The William H. VanderHeyden House is a private house located at 926 West Main Street in Ionia, Michigan. It was listed on the National Register of Historic Places in 1990.

==History==
William H. VanderHeyden was born in 1836 in New York state, and began working in the brick industry. He moved to Ionia in 1864, where he married Emily Wood, the daughter of a brick maker. The next year, VanderHeyden purchased the Ionia brick works of Thomas Cornell, located near this location on Main Street. He expanded the business, winning the contract for the Ionia prison in 1875, and supplying bricks for many of the major homes, churches, and institutions in Ionia. By 1881, VanderHeyden had 45 employees.

In 1879, VanderHeyden began work on this house, located directly adjacent to the property that at the time contained his brickyard. Although the builder is unknown, it is likely Captain Lucias Mills, who constructed other prominent houses in Ionia. The house was built using brick from VanderHeyden's yard, and was probably completed in early 1880. VanderHeyden sold his business to his son Fred in 1892, and continued to live in this house until his death in 1910. His wife Emily Wood VanderHeyden lived in it until her death in 1918, after which it passed to Fred VanderHeyden. He lived there until his death in 1952, and his widow Leaner VanderHeyden lived there until her death in 1963. It has been sold to multiple owners since.

==Description==
The VanderHeyden House is a two-story, symmetrical Italianate house constructed of ivory brick on a brick foundation sheathed in sandstone. It measures approximately 53 feet wide by 57 feet deep. The roof is a very low hipped design, with paired brackets supporting the eaves. It has an arched central entrance with two-story slant-sided bay windows to each side.

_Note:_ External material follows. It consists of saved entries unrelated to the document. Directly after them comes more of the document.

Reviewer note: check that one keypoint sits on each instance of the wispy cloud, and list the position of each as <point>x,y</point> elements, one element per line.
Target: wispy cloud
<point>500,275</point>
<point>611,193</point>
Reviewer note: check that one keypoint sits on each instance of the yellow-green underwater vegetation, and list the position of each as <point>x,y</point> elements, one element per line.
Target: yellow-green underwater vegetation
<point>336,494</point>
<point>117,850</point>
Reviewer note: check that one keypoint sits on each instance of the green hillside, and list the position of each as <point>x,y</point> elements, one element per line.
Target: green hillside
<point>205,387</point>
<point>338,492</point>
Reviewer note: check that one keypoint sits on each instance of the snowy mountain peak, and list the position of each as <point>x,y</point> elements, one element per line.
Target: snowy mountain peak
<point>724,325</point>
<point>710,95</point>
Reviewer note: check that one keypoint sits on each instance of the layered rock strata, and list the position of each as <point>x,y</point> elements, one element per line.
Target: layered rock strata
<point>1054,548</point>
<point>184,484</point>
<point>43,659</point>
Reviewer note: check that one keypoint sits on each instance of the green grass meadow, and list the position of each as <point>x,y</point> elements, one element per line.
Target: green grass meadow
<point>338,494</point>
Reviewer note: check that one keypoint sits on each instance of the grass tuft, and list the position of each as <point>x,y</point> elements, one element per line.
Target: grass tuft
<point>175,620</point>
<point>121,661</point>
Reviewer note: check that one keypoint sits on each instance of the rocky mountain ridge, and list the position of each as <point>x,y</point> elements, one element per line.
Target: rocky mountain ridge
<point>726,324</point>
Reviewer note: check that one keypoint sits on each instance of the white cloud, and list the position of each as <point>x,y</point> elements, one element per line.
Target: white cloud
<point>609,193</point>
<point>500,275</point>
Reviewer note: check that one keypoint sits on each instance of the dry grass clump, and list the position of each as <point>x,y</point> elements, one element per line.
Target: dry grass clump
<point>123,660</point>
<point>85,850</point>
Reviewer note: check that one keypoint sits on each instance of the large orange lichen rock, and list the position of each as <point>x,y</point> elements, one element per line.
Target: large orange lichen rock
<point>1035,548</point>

The entrance is reached via wooden steps and a small wooden front porch. A timber-frame summer kitchen, one of two originally constructed, is attached to the rear of the house.

According to tradition, the house was designed to be a duplex, with the intention that William and Emily VanderHeyden would occupy one side and their son Fred the other. Thus, on the interior, the center entry hall is flanked on each side by a parlor, dining room, and kitchen.